Most affirmative action programs were won as concessions to the struggles of women, blacks and other minorities against discriminatory practices in hiring and school admission. Those who denounce these reforms as unfair racial or sex “quotas” conveniently overlook the fact that past practices amounted to quotas as well, except that they were quotas that assured the exclusion of minorities and women.

This is why those who advocate the dismantling of the few programs which consciously address themselves to the realities of racism and sexism are, in effect, advocating a return to past discrimination. The facile proponents of “criteria based on merit” pretend there are some abstract qualifications unaffected by the inequalities and oppression of this society.

Left to its own designs, capitalism will promote racism and discrimination everywhere. This is why a recent tendency of the courts, closely related to the Bakke case, to require proof of conscious, racist intent in order to prove discrimination and win redress, amounts to a legal Catch-22. When a social system is inherently racist or sexist, when its seniority systems, housing patterns, distribution of wealth, and ideologies perpetuate inequality on every score, discriminatory practices will exist whether consciously promoted by provable conspiracies or not.

But to recognize the attack on affirmative action as part and parcel of the general upsurge in attacks on civil rights is not to imply that such programs hold out the solution for eradicating discrimination. For women and minorities, affirmative action is at best a half-measure. Moreover, it’s inevitable under capitalism that some programs will be designed to aggravate competition among women, black, Spanish, white and other workers for the scarce job and educational opportunities this system makes available. Undoubtedly there are those in the ruling class who will welcome and encourage such a spectacle.

Nevertheless, the solution to such competition is not to erase the gains of the victims of discrimination or for white male workers to embrace the illusion that their safety lies in the exclusion of other workers.
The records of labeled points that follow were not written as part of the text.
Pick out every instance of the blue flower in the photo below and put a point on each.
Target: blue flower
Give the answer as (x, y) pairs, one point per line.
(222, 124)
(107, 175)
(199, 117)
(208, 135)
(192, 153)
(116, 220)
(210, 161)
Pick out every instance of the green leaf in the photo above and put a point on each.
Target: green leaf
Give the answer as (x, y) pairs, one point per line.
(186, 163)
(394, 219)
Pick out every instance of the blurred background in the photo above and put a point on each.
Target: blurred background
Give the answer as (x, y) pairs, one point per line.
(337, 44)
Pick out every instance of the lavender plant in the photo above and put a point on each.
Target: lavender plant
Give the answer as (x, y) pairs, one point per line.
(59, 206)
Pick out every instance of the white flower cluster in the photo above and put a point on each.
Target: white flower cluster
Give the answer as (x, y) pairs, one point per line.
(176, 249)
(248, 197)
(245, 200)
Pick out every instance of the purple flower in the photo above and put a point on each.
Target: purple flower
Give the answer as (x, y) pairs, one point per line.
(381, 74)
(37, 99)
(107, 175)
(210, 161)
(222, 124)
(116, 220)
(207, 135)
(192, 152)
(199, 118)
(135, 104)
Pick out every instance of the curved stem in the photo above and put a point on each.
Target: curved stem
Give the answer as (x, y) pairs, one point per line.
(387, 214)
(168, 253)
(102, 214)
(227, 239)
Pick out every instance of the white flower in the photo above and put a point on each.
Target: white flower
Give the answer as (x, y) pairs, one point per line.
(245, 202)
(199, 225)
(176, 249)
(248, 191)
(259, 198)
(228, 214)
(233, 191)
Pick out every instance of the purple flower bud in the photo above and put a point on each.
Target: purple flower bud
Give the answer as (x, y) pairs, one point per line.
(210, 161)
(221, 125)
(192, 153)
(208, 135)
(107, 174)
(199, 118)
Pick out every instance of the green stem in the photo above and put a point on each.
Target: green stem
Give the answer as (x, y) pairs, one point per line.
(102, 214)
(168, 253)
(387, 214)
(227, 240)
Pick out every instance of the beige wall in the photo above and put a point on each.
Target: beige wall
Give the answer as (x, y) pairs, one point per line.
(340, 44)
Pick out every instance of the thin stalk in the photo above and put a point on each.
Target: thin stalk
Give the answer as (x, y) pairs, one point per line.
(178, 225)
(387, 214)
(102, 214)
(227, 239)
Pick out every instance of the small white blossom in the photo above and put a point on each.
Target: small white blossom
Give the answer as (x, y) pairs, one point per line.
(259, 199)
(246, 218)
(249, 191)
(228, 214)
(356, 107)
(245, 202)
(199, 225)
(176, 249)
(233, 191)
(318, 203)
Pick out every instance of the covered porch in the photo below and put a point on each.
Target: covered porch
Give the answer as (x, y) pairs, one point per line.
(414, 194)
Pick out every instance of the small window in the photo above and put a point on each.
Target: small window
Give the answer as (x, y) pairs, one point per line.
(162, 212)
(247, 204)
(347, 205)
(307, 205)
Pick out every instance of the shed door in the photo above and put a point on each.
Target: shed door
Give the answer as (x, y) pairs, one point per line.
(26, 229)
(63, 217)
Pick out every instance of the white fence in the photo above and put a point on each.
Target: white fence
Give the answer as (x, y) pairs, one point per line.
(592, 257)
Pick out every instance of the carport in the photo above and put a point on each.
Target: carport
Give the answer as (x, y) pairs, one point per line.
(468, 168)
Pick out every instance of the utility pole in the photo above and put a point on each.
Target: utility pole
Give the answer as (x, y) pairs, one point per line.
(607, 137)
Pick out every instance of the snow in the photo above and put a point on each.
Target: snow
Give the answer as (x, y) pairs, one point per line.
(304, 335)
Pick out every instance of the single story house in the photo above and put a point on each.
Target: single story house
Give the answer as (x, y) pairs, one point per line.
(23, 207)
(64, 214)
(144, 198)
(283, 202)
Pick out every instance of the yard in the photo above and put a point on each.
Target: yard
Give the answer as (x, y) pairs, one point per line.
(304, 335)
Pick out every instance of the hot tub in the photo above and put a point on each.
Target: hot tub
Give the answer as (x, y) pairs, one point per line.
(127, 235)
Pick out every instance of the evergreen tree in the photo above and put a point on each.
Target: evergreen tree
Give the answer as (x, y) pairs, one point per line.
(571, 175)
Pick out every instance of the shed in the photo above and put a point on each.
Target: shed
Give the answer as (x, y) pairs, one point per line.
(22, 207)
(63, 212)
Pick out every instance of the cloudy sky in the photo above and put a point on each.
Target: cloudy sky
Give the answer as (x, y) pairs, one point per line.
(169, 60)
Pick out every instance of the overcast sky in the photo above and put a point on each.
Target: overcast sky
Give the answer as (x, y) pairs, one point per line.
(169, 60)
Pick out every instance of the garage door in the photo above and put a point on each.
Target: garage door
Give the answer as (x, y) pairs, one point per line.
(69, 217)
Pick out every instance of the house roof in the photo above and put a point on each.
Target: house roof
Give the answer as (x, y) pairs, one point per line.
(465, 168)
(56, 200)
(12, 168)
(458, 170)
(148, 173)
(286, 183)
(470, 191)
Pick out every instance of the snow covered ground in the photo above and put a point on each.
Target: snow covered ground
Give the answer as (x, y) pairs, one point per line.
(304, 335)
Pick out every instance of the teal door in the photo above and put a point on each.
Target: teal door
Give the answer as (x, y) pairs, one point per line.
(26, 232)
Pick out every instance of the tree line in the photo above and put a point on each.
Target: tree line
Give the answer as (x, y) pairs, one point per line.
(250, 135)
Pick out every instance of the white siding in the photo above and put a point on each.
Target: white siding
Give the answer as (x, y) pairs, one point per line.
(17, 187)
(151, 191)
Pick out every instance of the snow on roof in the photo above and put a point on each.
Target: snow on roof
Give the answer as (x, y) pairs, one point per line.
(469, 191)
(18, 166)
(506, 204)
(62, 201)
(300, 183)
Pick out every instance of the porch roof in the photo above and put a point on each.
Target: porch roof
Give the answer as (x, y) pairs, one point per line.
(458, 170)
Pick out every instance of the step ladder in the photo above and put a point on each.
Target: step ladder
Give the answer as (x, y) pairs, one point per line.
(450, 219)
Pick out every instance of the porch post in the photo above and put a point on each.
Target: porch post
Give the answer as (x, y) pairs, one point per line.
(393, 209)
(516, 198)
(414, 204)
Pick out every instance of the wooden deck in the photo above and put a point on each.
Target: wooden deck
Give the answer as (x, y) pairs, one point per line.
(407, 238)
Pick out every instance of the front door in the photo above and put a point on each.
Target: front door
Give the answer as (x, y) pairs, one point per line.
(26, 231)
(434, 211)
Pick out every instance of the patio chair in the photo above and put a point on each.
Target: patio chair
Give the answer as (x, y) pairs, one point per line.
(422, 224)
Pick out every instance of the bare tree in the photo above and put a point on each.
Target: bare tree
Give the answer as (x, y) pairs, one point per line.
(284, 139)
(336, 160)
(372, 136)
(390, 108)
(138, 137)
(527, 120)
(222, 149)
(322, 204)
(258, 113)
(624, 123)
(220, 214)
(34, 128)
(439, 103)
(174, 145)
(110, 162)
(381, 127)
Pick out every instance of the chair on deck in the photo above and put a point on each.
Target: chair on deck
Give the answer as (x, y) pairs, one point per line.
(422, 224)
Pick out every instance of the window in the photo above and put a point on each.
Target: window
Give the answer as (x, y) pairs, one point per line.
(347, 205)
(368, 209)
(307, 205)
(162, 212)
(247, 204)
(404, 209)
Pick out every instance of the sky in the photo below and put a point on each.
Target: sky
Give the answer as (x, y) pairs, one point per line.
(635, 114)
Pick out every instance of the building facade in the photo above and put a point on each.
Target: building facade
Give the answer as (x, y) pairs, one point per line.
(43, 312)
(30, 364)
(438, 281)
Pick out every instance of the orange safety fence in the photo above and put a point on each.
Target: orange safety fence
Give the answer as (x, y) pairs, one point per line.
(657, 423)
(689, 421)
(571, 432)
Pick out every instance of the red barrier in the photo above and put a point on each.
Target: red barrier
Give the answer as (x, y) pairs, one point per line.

The answer to inadequate educational opportunities is full opportunity for all. The solution to unemployment and competition for jobs is an end to unemployment and to the system that has workers competing with one another for a chance to sell their labor power.

In short, the solution to inequality is not to share it or spread it around, but to root out its capitalist cause.

This is why Socialists, in the course of opposing the entire social trend represented by the Bakke decision, consistently point out that it's capitalism, not the efforts of any group of workers to survive its oppression, that blocks the road to full opportunity and the end of discrimination.